During the inter-war years the success of ‘garden city’ and ‘garden suburb’ projects led to many of the new council estates being built on similar lines.
Towards the end of the Second World War, attention was directed to the post-war reconstruction of Britain’s towns and communities. The possibility of building new towns had been accepted in 1945 by a government committee chaired by Lord Reith, the founder of the BBC. The committee included a number of leading figures in the Town and Country Planning Association, originally the Garden Cities Association founded in 1899.

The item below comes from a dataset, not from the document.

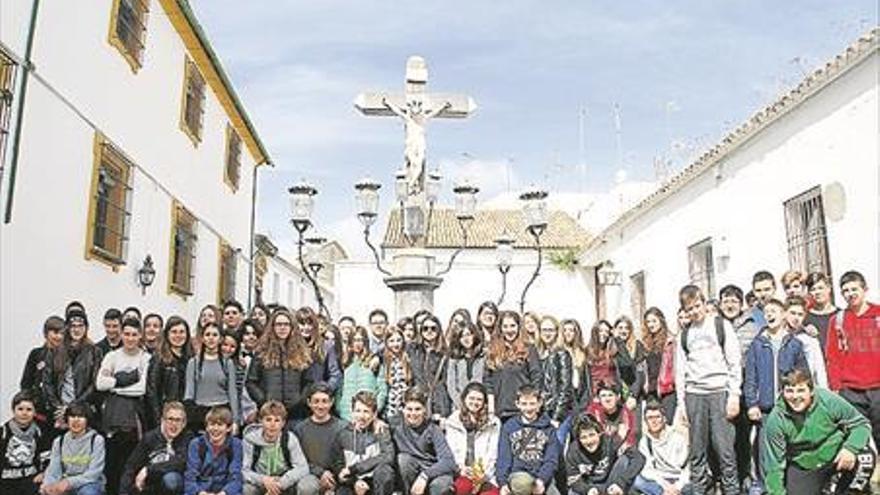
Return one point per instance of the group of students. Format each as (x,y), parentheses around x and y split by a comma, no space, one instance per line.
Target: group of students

The 1946 New Towns Act established an ambitious programme for building new towns. It gave the government power to designate areas of land for new town development. A series of ‘development corporations’ set up under the Act were each responsible for one of the projected towns. Stevenage, in Hertfordshire, was the first new town created under the Act, with ten others following by 1955. Most were intended to accommodate the overspill of population from London. Since the 1950s, Parliament has authorised further developments in England, Scotland and Wales.
Town and country planning
Parliament saw it as essential to restrict the growth of large cities. The Town and Country Planning Act of 1947 laid down procedures to control urban sprawl into the countryside. All planning was to be subject to planning permission by local councils. Most importantly, every area of the country was to have a ‘development plan’ showing how each area was either to be developed or preserved.